As for the simple negligence claim, Mr. McCloskey ran up against language contained in the various documents that governed his membership in the club and his ownership of a condominium unit in the community. In particular, he was bound by a release that provided as follows:
H. Release and Disclaimer. . . . EACH OWNER . . . HEREBY (I) ACKNOWLEDGES, ACCEPTS AND ASSUMES THE RISKS ASSOCIATED WITH SAID CLUB FACILITIES PROPERTYHAZARDS, INCLUDING ANY. . . PERSONAL INJURY . . . CAUSED BY OR ARISING IN CONNECTION WITH ANY OF SAID GOLF COURSE HAZARDS OR OTHER RISKS, HAZARDS AND DANGERS ASSOCIATED WITH THE OPERATION OF A GOLF COURSE AND OTHER CLUB FACILITIES (COLLECTIVELY THE “ASSUMED RISKS“), AND (II) RELEASES . . . CORDILLERA RANCH LTD.. . . THE CLUBS, THE OWNER OF THE CLUB FACILITIES PROPERTY,AND THE DIRECTORS, OFFICERS, MEMBERS, PARTNERS, AGENTS, CONTRACTORS, AND EMPLOYEES OF ALL SUCH ENTITIES (COLLECTIVELY THE “RELEASED PARTIES“) FROM ANY AND ALL LIABILITY TO THE OWNER . . . FOR ANY DAMAGES, LOSSES, COSTS (INCLUDING, WITHOUT LIMITATION, ATTORNEYS’ FEES), CLAIMS, DEMANDS, SUITS, JUDGMENTS, ORDINARY NEGLIGENCE, OR OTHER OBLIGATIONS ARISING OUT OF OR CONNECTED IN ANY WAY WITH ANY OF THE ASSUMED RISKS.. . . .

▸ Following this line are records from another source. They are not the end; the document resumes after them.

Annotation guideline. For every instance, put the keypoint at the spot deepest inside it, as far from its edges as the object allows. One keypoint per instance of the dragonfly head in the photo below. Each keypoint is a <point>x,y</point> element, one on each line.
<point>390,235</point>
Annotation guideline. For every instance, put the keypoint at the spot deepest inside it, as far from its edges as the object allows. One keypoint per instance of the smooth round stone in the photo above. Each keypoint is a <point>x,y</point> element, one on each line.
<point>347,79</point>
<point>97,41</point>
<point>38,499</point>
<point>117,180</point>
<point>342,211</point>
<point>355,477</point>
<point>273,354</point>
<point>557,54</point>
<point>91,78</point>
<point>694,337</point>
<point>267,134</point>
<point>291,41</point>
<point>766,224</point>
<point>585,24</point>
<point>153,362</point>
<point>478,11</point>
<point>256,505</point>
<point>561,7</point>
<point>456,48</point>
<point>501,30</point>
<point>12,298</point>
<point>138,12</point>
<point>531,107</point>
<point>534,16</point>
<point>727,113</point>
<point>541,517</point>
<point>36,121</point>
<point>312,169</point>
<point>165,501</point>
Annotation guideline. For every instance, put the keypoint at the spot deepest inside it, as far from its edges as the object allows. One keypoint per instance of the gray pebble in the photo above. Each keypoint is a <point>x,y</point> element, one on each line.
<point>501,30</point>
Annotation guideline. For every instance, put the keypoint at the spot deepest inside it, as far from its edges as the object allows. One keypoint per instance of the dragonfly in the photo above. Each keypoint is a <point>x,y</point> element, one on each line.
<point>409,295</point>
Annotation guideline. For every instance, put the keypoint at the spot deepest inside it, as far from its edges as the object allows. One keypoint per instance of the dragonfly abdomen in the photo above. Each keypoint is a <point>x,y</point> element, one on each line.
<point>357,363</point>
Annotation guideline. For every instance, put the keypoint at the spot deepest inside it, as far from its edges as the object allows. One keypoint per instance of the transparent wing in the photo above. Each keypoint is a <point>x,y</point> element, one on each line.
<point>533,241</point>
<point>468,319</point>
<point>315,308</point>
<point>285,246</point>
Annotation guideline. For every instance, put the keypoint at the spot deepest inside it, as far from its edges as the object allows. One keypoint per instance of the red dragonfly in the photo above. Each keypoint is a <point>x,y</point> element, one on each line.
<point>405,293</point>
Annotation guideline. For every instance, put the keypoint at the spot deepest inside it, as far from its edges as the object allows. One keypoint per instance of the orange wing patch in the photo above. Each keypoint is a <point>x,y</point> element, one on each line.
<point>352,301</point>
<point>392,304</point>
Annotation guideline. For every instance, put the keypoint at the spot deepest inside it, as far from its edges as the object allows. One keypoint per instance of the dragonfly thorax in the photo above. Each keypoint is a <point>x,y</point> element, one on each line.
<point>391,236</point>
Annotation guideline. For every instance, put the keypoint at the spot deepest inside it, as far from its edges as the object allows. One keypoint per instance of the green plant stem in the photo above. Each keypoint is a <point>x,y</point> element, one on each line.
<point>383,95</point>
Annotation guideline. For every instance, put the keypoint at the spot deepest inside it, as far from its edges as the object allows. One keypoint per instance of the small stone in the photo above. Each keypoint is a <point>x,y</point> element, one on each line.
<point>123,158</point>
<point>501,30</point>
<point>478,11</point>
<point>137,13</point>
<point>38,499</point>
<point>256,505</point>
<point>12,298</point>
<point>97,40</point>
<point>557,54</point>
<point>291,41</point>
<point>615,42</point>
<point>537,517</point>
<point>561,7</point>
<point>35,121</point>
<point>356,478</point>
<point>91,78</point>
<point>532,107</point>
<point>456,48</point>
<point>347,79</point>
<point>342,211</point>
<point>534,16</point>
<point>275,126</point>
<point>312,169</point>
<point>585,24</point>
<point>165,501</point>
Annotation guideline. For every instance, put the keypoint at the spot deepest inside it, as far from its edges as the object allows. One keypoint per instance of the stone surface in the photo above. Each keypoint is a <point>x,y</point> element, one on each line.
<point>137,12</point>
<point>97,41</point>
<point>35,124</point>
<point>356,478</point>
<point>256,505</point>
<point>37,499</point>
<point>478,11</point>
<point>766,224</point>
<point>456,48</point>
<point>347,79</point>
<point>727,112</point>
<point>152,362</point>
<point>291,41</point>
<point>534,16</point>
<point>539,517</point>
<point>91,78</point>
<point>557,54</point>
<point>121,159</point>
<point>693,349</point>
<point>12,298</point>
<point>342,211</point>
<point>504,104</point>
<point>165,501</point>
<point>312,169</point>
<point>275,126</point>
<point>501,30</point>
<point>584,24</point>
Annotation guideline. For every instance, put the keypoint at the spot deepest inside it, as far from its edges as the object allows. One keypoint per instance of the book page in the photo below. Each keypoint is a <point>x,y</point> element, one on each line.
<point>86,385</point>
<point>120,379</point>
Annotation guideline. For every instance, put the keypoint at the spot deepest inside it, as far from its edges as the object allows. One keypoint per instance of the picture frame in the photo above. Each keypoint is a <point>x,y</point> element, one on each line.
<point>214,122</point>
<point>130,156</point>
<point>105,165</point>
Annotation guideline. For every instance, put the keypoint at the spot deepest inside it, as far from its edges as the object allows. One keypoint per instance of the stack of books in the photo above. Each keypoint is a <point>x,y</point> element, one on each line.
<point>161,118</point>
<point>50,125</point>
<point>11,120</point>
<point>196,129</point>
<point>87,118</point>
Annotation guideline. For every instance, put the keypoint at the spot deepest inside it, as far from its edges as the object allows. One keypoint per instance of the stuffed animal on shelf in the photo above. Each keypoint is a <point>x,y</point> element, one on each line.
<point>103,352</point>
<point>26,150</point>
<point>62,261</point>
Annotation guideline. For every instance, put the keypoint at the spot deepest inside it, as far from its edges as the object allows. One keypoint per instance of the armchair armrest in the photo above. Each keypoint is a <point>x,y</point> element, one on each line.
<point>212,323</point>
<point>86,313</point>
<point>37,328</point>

Mr. McCloskey argued that, under Texas law, public policy precluded this release from barring his claim for gross negligence. Unfortunately, for Mr. McCloskey, the court found that the law governing gross negligence precluded his claim, because he was unable to “provide any evidence that any of the appellees had an actual, subjective awareness of the risk and proceeded with conscious indifference.”
In particular, “although McCloskey offered his deposition testimony regarding the manner in which he fell, his testimony does not address the appellees’ actual, subjective awareness of a risk or of a decision to proceed with conscious indifference. For example, no evidence was offered that any other invitee had fallen from the sixteenth green. In addition, no expert testimony was introduced to establish the manner in which the sixteenth green was constructed involved an extreme degree of risk.”